When all the caregiving is bundled up in 1 person, daughter, or sister, or brother or husband or wife it is a lot tougher, and sometimes flirts dangerously with the impossible. At the viewing last night I talked with the wife of an old friend. She is an elegant woman, carefully dressed with eye shadow and mascara that show off her big limpid eyes to perfection. She uses her cane with grace, talking, gesturing, moving, the cane taking her weight, and then a bit of a sway. The eyes were very limpid last night. She had just brought my friend home from the rehabilitation center after a broken hip. “I brought him home” she said. One person who had to struggle to get her own ‘remplacer’ right, practicing in front of a drill sergeant, dance master, rehab therapist. And now she has a partner with his struggle.
The viewing was wonderful. Pictures of a young sailor, so handsome, really movie star handsome! And family. And friends, lots of friends. And Dick, in his coffin looking like he always did. That’s a skill. Except they couldn’t capture him in movement. He was always in movement, always on his feet. “I kept him home. He died at home. It’s where he wanted to be,” his daughter said. A simple sentence, but nothing simple about the act. The whole house is breathing, suffering, agonizing with the one person. The pain killers, the bath-rooming, the comforting, except that nobody provides the magic wand and a magic wand is the only thing that will really work.
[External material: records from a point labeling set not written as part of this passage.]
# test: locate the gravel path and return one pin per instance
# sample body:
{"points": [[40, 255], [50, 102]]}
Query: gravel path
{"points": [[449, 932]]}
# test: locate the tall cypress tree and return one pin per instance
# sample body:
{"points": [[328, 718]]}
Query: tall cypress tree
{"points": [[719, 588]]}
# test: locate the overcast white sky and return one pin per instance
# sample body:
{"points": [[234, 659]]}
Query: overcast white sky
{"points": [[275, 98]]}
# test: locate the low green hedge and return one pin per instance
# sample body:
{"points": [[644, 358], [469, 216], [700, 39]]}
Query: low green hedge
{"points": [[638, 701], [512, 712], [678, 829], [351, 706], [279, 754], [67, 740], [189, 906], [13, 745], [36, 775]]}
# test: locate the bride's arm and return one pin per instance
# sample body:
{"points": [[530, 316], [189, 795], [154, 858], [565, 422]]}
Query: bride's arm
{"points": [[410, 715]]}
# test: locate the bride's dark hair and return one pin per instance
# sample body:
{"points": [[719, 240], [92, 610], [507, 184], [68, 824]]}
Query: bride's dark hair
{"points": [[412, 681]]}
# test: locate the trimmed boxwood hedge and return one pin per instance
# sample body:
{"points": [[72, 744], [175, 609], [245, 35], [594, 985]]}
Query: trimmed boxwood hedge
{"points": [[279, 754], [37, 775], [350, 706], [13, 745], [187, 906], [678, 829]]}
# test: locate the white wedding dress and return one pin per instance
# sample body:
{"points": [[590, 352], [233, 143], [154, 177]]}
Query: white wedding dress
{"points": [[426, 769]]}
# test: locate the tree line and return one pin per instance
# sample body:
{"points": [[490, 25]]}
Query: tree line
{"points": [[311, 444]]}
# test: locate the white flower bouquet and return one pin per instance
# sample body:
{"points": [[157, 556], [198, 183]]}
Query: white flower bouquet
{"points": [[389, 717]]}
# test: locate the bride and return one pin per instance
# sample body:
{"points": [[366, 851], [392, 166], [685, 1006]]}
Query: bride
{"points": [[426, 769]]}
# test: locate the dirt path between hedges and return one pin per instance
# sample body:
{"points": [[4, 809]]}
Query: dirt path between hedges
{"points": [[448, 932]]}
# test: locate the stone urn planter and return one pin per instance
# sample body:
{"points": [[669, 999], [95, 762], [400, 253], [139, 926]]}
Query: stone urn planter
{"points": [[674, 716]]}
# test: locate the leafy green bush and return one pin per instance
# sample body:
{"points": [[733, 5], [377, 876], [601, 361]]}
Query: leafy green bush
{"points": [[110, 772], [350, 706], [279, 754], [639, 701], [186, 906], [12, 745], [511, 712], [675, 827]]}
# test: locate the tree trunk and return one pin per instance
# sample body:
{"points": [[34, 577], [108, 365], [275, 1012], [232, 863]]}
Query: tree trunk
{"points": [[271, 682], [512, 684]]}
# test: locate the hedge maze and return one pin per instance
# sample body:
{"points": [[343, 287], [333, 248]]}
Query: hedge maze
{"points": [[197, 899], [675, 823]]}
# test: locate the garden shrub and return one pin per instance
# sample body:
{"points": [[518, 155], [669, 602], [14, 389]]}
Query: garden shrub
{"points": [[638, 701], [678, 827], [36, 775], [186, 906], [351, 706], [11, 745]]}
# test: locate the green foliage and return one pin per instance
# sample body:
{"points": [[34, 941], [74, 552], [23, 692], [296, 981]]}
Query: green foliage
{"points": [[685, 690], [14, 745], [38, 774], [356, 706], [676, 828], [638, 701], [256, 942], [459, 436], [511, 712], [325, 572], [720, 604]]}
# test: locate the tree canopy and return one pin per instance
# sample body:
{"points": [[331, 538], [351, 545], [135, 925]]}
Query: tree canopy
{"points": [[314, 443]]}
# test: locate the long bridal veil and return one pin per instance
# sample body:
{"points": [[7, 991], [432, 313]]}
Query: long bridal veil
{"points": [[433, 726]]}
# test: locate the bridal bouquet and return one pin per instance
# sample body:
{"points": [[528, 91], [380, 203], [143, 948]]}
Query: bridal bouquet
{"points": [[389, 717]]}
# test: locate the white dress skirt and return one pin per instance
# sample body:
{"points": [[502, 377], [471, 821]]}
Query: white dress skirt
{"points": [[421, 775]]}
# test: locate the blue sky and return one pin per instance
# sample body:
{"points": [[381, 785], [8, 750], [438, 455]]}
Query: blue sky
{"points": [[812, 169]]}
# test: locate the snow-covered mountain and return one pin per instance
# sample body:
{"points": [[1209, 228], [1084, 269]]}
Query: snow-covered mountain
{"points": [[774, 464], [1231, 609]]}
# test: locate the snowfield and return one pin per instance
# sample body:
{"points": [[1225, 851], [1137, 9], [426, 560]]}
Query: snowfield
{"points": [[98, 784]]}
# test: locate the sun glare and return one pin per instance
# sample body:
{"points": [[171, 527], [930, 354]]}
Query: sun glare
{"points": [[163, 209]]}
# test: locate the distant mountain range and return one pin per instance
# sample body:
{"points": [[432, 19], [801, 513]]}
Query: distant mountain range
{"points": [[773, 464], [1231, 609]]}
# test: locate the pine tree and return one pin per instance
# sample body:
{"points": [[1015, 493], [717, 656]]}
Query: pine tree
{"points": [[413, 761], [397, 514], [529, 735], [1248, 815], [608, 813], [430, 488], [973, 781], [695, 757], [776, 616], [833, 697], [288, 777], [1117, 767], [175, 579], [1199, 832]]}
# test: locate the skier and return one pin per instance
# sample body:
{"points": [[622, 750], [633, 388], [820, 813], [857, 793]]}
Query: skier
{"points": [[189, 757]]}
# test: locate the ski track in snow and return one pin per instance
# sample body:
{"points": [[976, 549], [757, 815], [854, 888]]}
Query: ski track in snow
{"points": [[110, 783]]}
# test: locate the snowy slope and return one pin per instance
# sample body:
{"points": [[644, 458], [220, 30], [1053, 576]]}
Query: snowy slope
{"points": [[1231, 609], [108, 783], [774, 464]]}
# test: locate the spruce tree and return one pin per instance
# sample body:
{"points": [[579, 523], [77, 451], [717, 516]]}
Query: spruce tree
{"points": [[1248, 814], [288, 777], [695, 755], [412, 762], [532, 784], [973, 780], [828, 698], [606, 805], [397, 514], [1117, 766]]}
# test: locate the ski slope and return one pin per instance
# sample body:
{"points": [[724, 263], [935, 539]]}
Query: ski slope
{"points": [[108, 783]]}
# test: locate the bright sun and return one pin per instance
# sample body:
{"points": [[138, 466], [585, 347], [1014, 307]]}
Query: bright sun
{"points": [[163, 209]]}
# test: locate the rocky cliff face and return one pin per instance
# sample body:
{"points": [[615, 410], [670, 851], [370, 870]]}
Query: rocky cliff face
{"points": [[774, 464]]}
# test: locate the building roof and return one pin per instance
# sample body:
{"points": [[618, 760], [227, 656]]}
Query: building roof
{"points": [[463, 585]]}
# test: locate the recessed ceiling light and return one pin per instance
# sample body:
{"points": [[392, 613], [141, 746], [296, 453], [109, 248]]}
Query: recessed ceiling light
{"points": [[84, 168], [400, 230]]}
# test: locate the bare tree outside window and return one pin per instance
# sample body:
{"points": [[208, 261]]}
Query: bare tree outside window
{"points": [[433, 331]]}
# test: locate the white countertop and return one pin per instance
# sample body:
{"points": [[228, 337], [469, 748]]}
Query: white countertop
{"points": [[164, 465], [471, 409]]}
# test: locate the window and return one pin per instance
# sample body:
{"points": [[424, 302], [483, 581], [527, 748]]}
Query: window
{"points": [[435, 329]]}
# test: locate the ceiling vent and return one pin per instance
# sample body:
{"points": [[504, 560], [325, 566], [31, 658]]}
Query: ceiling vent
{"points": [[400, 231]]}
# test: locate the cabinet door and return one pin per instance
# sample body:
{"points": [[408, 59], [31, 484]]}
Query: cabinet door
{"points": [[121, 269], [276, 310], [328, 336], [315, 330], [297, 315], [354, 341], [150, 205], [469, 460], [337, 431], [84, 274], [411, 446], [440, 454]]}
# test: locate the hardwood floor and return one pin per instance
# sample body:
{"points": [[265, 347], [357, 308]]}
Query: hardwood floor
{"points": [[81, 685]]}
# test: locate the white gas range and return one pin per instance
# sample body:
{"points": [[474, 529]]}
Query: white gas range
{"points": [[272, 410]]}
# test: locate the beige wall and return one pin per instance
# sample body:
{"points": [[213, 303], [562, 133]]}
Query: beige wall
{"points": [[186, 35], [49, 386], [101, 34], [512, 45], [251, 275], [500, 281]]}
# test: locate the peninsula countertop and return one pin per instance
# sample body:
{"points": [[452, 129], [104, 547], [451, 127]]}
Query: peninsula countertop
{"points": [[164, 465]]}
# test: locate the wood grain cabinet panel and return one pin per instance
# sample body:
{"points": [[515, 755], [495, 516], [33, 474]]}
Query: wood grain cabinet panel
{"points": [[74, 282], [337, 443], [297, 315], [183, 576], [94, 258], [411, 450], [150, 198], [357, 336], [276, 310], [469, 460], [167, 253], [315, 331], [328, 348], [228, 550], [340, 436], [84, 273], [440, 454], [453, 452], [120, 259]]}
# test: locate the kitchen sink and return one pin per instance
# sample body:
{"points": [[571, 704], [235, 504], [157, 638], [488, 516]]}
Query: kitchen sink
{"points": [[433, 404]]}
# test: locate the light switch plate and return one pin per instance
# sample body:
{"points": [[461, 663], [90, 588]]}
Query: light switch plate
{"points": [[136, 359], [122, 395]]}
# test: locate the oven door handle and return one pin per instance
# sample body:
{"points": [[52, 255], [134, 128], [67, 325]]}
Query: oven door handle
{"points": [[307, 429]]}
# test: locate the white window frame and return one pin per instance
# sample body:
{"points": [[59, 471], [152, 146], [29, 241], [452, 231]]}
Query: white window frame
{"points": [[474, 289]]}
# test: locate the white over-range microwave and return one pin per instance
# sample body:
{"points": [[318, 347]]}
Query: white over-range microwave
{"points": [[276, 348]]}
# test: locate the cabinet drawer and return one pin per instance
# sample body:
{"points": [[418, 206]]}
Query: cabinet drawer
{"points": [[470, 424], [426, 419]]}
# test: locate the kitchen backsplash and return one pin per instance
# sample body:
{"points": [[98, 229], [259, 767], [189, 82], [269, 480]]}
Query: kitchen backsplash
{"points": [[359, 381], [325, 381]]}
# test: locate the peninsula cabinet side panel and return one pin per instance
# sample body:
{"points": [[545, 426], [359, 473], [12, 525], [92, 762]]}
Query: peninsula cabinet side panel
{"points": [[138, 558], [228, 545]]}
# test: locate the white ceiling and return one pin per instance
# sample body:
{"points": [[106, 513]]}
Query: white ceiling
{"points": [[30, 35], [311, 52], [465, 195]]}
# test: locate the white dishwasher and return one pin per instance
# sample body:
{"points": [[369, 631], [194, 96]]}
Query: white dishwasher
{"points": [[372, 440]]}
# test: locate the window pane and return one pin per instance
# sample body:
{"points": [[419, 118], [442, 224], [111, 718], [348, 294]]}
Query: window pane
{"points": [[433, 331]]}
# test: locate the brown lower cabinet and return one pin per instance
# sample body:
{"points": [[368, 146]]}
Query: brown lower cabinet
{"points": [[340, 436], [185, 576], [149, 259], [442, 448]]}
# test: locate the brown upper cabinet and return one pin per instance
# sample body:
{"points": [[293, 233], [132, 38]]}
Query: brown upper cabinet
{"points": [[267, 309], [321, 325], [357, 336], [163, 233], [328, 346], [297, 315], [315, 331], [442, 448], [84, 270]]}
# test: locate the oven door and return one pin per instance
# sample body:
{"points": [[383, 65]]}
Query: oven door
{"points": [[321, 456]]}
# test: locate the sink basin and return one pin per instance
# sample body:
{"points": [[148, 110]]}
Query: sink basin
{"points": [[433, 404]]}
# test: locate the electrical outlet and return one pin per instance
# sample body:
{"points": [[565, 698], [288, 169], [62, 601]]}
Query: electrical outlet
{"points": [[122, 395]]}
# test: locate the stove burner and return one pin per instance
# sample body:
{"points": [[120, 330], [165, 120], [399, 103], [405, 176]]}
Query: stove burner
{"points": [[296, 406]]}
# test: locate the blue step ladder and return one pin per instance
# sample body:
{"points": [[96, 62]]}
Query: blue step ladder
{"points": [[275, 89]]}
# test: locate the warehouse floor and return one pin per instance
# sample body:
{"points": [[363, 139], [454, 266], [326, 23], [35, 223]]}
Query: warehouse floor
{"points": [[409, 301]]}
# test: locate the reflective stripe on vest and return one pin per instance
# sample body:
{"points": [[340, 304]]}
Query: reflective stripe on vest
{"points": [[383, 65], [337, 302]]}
We walked up to the funeral home with my friend Faith. I call her Faith because she was faithful to her parents’ dream to keep her brothers at home. 2 boys whose early development had the medical pundits lecturing about institutionalization. Her parents examined that option but declined. Home the brothers stayed, learning light years beyond the prognostications. They may look like ordinary senior citizens but they have the lively urgent single-mindedness of 8 year olds with a passionate hobby. And Faith guides, directs, organizes that energy. Where does she find her own?
The old mantel clock ticks as I write this. It did stop ticking when Dad died. No magic there though. He was the one that wound it. At home.
Time for another cup of coffee. And cereal with bananas. No recipe for this! you are on your own. At home.